Bugün 1 Nisan*. Yüzümüz güleç. Yüzümüz yaptığımız şakalardan değil başka bir sebepten güleç ve bu gülüş bir inancı temsil ediyor, hiç solmayacak bir inancı.
Devlet “ben devletim”, polis ” “ben polisim” diyor. Bunu her seferinde yinelemesine, tekrarlamasına, meşruluğumuzun karşısına dikilmesine şaşırmıyoruz.
Onların, biz ezilenlerin sırtından yumruğunu esirgemeyecekleri tarihle apaçık ortada. Devletin gerçekliği işkence, polisin gerçekliği katletmektir. Bu gerçek ezilenlerle ezenlerin karşı karşıya geldiği her an ayyuka çıkar. Bu yüzden devletin yasaklarla durduramadığı direnişi işkenceyle yıldırabileceğini sanması kadar basit hayalini çok görmüyoruz. Bu da O’na ve devletine en büyük 1 Nisandır işte.
Bugün 1 Nisan, devletin yasakları ancak ezilenleri kapsar ve devleti korur.
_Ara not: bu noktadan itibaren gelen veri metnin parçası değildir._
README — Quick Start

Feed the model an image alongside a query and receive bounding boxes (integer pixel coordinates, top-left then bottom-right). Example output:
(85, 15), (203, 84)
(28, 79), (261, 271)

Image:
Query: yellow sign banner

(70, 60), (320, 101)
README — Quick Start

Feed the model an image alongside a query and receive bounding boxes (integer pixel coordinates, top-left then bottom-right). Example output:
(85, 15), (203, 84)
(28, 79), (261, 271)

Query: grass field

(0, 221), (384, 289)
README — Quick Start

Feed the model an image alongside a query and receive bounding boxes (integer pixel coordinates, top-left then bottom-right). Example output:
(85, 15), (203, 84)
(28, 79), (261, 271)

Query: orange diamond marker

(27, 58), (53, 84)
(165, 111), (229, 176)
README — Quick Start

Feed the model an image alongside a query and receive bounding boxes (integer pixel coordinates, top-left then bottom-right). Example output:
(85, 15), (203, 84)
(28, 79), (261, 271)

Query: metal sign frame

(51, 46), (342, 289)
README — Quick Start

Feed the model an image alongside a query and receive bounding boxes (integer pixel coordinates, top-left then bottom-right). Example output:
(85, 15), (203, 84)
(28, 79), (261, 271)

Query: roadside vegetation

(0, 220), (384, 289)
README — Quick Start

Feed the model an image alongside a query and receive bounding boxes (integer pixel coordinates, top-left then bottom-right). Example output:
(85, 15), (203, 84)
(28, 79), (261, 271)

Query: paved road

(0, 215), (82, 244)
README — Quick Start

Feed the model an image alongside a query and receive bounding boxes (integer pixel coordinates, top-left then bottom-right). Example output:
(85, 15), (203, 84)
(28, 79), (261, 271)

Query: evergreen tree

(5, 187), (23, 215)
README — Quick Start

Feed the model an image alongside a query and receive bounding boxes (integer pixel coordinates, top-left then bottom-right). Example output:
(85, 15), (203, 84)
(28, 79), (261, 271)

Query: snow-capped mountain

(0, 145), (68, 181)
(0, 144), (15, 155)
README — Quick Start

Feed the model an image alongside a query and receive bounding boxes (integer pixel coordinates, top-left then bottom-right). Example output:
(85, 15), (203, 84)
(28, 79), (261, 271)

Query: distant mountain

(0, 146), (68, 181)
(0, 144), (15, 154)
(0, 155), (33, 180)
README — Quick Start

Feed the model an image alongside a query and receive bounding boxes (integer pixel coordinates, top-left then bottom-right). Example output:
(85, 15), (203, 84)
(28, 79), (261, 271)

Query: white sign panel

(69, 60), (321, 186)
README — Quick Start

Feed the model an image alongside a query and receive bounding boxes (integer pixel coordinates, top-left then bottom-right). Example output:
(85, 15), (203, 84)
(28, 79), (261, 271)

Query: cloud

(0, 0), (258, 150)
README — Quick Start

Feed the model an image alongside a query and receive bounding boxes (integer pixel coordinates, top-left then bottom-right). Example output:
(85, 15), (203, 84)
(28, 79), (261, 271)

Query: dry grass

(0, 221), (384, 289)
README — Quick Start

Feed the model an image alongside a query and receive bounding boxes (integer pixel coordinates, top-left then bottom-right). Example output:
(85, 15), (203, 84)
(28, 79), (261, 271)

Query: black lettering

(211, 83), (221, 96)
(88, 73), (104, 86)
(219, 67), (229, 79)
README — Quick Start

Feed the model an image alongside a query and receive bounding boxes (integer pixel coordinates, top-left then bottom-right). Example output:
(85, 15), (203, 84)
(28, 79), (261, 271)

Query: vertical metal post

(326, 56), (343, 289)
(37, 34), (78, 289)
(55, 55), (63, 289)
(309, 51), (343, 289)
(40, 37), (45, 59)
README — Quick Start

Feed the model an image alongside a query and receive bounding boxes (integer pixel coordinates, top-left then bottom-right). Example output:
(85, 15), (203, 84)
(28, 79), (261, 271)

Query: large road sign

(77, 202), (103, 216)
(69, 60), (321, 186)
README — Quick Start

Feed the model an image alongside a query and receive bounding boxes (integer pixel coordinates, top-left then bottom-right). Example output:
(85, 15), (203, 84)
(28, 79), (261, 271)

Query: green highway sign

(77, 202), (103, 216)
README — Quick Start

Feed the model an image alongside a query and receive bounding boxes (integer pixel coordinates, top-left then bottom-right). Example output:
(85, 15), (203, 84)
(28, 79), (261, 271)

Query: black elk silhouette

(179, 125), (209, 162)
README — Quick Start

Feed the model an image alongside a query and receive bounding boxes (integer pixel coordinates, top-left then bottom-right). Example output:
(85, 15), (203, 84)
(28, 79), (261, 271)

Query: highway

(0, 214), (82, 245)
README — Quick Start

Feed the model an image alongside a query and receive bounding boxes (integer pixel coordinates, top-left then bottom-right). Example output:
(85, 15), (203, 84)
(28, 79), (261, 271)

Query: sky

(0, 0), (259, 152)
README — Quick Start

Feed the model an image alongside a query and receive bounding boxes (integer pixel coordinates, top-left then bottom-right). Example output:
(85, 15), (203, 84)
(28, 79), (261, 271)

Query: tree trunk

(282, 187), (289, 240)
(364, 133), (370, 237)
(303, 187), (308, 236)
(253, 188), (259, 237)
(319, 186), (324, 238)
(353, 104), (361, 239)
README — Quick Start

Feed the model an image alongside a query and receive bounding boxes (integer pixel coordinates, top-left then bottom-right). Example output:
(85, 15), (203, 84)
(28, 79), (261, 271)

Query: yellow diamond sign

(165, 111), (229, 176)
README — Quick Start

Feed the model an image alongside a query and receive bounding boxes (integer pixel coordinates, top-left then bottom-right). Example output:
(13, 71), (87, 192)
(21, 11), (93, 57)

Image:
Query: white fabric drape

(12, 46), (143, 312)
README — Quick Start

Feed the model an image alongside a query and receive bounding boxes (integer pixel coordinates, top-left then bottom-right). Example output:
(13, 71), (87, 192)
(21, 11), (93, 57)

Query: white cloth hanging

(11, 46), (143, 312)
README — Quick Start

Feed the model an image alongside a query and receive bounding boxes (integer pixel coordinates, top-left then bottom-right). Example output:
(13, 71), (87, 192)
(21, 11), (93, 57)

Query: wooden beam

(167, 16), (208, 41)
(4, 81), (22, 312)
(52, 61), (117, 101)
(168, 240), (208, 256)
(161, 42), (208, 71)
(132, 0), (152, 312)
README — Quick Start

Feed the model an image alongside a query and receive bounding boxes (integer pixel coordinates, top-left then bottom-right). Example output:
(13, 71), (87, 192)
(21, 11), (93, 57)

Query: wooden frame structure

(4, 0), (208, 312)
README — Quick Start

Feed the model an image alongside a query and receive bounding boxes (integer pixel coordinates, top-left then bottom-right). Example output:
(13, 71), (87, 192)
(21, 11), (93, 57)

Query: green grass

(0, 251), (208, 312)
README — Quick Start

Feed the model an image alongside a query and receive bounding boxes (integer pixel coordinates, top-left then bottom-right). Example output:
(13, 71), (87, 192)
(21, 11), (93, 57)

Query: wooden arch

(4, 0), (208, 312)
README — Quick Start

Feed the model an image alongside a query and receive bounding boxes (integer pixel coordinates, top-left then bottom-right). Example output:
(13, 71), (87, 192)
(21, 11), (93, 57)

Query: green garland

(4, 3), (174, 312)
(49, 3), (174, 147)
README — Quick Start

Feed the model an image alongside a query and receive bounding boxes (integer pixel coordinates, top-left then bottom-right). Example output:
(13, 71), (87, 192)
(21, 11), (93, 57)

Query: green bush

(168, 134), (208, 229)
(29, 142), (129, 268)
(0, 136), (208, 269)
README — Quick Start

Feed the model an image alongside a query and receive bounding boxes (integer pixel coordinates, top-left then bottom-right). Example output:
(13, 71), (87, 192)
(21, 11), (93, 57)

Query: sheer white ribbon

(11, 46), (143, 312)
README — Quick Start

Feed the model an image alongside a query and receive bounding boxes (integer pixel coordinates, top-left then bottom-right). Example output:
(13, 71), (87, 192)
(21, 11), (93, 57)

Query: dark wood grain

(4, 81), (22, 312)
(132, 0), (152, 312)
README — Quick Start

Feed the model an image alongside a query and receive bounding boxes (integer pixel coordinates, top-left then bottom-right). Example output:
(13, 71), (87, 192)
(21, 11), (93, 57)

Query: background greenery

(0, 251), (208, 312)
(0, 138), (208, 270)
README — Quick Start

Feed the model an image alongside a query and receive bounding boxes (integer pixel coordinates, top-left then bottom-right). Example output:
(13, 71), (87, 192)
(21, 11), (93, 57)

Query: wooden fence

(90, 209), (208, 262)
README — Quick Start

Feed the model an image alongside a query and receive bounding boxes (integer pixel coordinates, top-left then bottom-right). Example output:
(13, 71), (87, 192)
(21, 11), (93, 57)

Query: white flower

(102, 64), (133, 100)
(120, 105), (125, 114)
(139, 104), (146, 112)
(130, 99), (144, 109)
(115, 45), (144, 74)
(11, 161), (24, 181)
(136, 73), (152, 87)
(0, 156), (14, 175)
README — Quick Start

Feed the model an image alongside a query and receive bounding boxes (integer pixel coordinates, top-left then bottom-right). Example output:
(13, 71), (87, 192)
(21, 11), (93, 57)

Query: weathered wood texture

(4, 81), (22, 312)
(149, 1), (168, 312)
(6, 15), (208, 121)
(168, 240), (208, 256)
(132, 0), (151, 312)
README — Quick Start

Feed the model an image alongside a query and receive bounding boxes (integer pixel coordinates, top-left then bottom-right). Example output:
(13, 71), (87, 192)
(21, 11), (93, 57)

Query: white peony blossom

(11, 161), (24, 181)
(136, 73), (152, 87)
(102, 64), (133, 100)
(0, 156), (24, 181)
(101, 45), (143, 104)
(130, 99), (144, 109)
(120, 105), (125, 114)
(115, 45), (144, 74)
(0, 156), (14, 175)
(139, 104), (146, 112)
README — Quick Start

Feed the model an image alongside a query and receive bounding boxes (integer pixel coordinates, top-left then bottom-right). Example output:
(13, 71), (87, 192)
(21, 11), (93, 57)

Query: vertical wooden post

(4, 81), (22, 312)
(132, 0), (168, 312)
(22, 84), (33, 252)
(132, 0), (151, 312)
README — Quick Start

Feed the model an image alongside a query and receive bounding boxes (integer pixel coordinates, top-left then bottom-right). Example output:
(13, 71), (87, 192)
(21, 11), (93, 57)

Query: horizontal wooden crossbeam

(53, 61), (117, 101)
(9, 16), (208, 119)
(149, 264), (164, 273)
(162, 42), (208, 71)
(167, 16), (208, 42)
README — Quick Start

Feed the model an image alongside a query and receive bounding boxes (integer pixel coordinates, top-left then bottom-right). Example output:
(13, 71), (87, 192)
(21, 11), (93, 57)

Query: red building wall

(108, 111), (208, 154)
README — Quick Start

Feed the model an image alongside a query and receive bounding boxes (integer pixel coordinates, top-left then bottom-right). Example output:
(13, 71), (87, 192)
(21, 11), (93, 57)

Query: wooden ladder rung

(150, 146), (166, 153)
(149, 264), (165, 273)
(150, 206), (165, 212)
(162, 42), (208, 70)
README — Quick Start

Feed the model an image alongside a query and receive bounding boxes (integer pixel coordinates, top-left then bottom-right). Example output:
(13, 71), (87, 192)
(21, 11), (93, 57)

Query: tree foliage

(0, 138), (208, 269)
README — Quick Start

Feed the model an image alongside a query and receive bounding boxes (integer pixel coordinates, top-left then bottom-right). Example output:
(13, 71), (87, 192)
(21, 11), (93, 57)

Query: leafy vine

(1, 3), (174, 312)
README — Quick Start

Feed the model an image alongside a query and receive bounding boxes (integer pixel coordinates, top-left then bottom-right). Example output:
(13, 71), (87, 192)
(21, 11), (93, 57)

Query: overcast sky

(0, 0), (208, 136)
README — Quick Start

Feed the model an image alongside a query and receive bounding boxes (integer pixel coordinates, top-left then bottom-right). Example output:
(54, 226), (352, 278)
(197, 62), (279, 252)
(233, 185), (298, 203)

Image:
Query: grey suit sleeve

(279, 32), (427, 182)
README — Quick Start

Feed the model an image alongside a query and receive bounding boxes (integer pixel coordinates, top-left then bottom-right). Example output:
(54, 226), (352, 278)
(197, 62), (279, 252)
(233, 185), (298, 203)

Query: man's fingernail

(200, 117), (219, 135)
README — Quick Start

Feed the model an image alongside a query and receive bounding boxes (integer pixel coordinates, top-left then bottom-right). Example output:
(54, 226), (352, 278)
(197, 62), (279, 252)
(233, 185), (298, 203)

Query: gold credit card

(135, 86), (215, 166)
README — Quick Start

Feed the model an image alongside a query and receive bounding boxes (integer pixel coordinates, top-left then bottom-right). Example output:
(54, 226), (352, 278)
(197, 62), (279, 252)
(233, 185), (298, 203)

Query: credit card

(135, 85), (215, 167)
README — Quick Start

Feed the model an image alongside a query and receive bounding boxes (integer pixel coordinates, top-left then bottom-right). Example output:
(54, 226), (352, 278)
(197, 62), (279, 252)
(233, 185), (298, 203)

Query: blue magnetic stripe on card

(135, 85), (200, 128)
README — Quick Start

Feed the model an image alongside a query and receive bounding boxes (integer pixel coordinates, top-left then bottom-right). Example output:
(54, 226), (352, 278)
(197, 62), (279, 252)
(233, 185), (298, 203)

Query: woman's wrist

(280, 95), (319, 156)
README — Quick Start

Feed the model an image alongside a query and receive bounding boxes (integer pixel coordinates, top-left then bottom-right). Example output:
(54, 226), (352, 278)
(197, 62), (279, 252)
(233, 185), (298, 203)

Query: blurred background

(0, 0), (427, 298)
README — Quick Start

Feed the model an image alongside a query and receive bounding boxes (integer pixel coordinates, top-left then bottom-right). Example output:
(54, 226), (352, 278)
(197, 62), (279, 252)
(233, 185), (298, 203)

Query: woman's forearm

İsterse valiler, kaymakamlar koydukları ya da uyguladıkları yasaklara kılıflar uydursun isterse sokaklara çoğunluğunu yığsın. Sokakları ablukaya alarak “ben devletim, istediğimi yaparım bu sokaklarda” görüntüsü yaratmaya çalışıyor. Hemen düzeltelim: “Bu sokaklar bizimdir.” Her sokakta, her seferinde daha yüksek sesle söyleyelim: “Sokaklar bizim”. Bunu söylemekten, sokaklarımızı savunmaktan ve direnişimizi sürdürmekten bir adım geri durmayacağız. Bu kadarı bile korkularının tetiklendiğinin kanıtıdır işte. Bizi bu sokaklardan koparmak istemeleri de korkularındandır.
Bugün 1 Nisan, polisin bugün yaptıkları, bugüne kadar yaptıklarıdır.
Boğazımızı sıkıp, üzerimize çullanmak, nefesimizi kesmek. Bu onlara belki maddi veya mevkî bir karşılık olarak döner ama şunu bilsinler ki bu onlara kesinlikle direniş olarak dönecek. Bilinen bir sözü şöyle okumak yanlış olmaz: “Bugün hedef aldığın her hayat sana direniş olacak.”
Daha çoğuyla gelecekleri, gelip karşımıza duracakları, yaptıklarını yine yapacakları aşikâr. Hiç solmayacak inanç burada sivriliyor işte. Unuttukları yerden hatırlatıyoruz: “Korkmuyoruz, cesaretle üzerinize yürüyoruz”.
Vardığımız yer şuradır: karşılarına aldıkları sadece bizler miyiz? Yoksa insanlık onuru mu? Bugün yığıldıkları, kümelendikleri sokaklardan aldıkları karşılıklar bunun cevabıdır.
“Onurun çırpındığı bütün göğüslerde
Azgın lokomotifler gibi her nefes
Bir ses dolaşıyor yürekten yüreğe
Bir ses
Yalayarak geçiyor demir kapıları
Telörgülerde parmaklıklarda dolaşıyor
Kimse görmüyor belki duymuyor da
Bir ses dolaşıyor her yerde her an
Bir ses
Bir ses ki yaşamın tümüne özdeş
Sağırların kulaklarına fırtınadır
Körlerin gözlerinde güneş”
– Sergen Saka
*1 Nisan gününde Kadıköy’de gerçekleştirilen Boğaziçi eylemine yapılan polis saldırısı ardından yazılmıştır.